Apa yang dilakukan Hazairin dan Ismail Suny adalah ikhtiar dari sebuah proyek kesarjanaan yang bisa kita sebut sebagai “mengilmukan Pancasila”, yang dasar-dasarnya telah dimulai oleh Notonagoro, terutama melalui karyanya, “Berita Pikiran Ilmiah tentang Kemungkinan Djalan Keluar dari Kesulitan mengenai Pantjasila sebagai Dasar Negara Republik Indonesia” (1957). Apa yang dilakukan oleh Notonagoro adalah sebuah kerja kesarjanaan untuk membawa perbincangan mengenai Pancasila keluar dari wilayah politik praktis dan memasuki arena baru: wilayah akademis. Sejak itulah berbagai kajian mengenai Pancasila berkembang. Selain “Demokrasi Pancasila”, kemudian juga lahir kajian “Ekonomi Pancasila”. Khusus mengenai kajian Ekonomi Pancasila bahkan sudah dimulai sejak 1965, jauh sebelum Mubyarto mulai membahasnya pada 1979. Profesor Ismail Suny termasuk salah satu elaborator awalnya, meski dia melakukannya dari sudut pandang ilmu hukum, dan bukan ekonomi.
Baik gagasan “Demokrasi Pancasila”, maupun gagasan “Ekonomi Pancasila” yang kemudian dihidupi oleh para sarjana terkemuka seperti Mubyarto, Hidajat Nataatmadja, M. Dawam Rahardjo dan Sri-Edi Swasono, adalah bagian dari kerja kesarjanaan untuk “mengilmukan Pancasila” itu tadi.
Apakah gagasan itu dilontarkan untuk melegitimasi rezim?
Gagasan Ekonomi Pancasila, yang tercatat pernah melahirkan polemik paling panjang dalam sejarah ilmu sosial di Indonesia, alih-alih merupakan legitimasi terhadap rezim, justru pertama kali dilontarkan sebagai kritik terhadap strategi pembangunan ekonomi pemerintah, selain sebagai kritik keilmuan terhadap ilmu ekonomi konvensional yang diimani oleh para teknokrat ekonomi.
Memang, dengan kekuasaannya rezim kemudian bisa memanipulasi wacana tersebut.

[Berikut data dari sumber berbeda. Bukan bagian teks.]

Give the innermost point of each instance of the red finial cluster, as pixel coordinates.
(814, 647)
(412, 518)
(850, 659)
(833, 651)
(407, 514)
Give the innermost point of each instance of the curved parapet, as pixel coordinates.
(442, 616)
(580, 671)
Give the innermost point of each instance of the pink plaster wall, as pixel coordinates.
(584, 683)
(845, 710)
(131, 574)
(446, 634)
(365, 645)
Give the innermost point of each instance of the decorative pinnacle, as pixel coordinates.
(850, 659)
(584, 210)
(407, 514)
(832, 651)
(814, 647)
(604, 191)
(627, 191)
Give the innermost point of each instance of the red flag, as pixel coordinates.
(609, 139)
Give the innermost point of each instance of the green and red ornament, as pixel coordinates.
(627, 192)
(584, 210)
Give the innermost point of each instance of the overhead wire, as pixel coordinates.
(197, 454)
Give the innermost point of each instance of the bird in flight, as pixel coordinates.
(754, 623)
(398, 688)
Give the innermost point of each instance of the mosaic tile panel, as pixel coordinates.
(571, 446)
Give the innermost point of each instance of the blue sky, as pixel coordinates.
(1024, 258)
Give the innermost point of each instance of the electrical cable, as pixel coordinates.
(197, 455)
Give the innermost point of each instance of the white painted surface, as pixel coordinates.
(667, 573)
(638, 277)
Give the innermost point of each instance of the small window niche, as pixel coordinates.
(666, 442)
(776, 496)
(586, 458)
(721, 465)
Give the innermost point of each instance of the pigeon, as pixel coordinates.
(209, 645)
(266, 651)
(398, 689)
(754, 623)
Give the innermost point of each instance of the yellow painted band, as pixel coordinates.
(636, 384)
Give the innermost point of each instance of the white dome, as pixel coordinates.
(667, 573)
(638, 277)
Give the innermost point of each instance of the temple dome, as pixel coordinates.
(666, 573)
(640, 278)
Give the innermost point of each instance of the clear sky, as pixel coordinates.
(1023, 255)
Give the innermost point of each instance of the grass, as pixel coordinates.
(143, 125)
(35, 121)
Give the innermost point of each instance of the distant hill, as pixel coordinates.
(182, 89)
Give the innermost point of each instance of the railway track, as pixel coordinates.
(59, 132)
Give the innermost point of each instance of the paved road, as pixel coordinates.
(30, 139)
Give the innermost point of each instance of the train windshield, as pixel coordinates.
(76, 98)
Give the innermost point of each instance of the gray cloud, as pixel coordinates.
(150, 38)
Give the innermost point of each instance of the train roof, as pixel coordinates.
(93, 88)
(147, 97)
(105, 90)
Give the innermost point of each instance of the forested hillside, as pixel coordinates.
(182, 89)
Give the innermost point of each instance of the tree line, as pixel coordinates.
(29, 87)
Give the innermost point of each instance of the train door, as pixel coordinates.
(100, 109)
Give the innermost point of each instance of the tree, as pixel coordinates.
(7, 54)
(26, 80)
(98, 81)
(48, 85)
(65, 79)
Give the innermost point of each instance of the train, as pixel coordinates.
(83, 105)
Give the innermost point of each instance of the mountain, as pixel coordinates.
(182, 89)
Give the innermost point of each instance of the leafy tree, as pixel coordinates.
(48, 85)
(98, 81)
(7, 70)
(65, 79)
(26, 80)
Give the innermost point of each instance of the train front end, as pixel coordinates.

Dan berhasil. Setelah Mubyarto dan kawan-kawan diintimidasi untuk tak lagi menggunakan istilah itu di mimbar akademik, pelan-pelan wacana itu diproduksi ulang oleh pemerintah melalui Lemhanas. Pada awal 1990-an, wacana yang semula merupakan kritik terhadap pemerintah itupun kemudian berubah seolah menjadi label dari praktik kebijakan ekonomi pemerintah.
Hal yang sama juga terjadi pada gagasan Demokrasi Ekonomi. Setelah gagasan Ekonomi Pancasila “diistirahatkan” paksa, sejumlah ekonom kritis pada pertengahan 1980-an getol mengkritik kebijakan konglomerasi yang dilakukan pemerintah dengan mempopulerkan kembali gagasan Demokrasi Ekonomi. Apa ujungnya? Melalui tangan J.B. Sumarlin dan ISEI (Ikatan Sarjana Ekonomi Indonesia), pemerintah kemudian mengeluarkan rumusan mengenai Demokrasi Ekonomi versi ISEI, yang isinya memberikan pembenaran terhadap praktik ekonomi konglomerasi.
Apa yang bisa kita catat dari soal-soal itu?
Persis di situlah seorang sarjana mestinya memposisikan dirinya tak ubahnya seorang rimbawan (forester). Meskipun seluruh sudut hutan kelihatan berwarna hijau, seorang rimbawan bisa membedakan antara satu pohon dengan pohon lainnya, satu tanaman dengan tanaman lainnya, termasuk semak-semaknya. Warna hijau sebuah hutan tak akan mengaburkan pandangan seorang rimbawan bahwa di balik warna itu terdapat berbagai spesies yang berlainan satu sama lain.
Begitu juga seharusnya seorang sarjana. Di hutan rimba gagasan, ia harus bisa memetakan pohon-pohon konsep, mengenali posisi tiap pohon konsep dalam kerajaan besar pohon gagasan, termasuk untuk menemu-kenali bentuk persilangan dari pohon-pohon konsep yang telah ada, dan bahkan mengenali spesies-spesies baru yang mungkin belum terpetakan. Dan itu tentu saja mensyaratkan kecermatan, selain pengetahuan yang sistematis dan luas.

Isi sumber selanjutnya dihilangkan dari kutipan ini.